I've been writing a prototype for a TI-BASIC editor on PC before I continue to create one for on-calc use, but I've run into some problems.
Merthsoft states that the checksum is "...the lower 16 bits of the sum of all bytes in the data section."
I tried to loop through each byte and add that to the total, but I didn't get the same number. I probably misread that, but can't find what I did wrong. Currently, the only problem is the checksum. Once I get that sorted out I expect I'll be able to finish up the prototype and start making another editor.
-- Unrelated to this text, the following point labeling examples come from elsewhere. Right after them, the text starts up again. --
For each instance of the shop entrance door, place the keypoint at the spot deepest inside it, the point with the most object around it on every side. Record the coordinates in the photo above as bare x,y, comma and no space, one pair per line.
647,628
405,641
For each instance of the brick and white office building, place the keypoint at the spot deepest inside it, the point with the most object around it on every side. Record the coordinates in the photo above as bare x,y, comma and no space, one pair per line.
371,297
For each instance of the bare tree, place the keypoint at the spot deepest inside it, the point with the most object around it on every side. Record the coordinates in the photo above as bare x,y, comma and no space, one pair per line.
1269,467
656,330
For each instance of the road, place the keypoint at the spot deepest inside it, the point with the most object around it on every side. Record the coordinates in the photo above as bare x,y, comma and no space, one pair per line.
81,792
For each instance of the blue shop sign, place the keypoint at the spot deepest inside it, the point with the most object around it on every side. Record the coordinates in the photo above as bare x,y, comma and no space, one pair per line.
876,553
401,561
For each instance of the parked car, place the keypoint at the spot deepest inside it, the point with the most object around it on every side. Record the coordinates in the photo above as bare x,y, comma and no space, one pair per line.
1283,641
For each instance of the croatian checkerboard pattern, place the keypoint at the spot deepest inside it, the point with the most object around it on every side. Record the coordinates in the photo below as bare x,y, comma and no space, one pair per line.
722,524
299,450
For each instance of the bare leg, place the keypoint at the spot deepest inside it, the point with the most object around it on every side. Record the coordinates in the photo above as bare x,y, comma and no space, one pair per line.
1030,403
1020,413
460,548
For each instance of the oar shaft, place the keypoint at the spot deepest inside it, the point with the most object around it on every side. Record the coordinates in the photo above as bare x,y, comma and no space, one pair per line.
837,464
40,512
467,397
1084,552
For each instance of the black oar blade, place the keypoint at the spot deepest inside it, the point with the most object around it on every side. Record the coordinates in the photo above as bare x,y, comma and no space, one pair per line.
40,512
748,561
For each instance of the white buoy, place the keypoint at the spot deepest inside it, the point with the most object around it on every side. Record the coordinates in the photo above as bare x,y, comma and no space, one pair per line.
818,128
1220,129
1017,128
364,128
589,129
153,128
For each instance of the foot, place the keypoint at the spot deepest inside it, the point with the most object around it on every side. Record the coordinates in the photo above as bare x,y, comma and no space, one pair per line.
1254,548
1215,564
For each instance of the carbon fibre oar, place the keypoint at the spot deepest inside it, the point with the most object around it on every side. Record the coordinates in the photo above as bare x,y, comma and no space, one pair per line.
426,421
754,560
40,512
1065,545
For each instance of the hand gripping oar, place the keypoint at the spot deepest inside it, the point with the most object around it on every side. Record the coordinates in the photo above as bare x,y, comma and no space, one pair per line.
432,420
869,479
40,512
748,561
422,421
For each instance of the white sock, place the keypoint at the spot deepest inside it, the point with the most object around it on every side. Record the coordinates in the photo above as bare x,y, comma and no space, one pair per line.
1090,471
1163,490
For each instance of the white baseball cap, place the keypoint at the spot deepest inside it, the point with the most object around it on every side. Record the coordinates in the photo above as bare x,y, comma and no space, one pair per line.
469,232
How is the checksum calculated?

I apologize for such a dumb question.
I'm sure you know this, but the on-calc format is simpler so you won't have to compute checksums on calc.
Anyway some pseudocode to compute the checksum:
Code:
u16 checksum = 0;
for (u16 offset = 55; offset < file_length - 2; offset++)
    checksum += (u8)file[offset];
file[file_length - 2] = (u8)(checksum >> 0);
file[file_length - 1] = (u8)(checksum >> 8);
As I expected, there was a very simple answer.
After some tinkering, I got it to output this result:
"0241"
and when compared with the working file's checksum, 4102,t he answer becomes painfully obvious. Thank you for responding jacobly, also I was not aware that it's easier to create programs on-calc. Well, at least it works now.
I did this in python 3 once.
Here's the pastebin

This was based off of This amazing program, special thanks to keyoni29!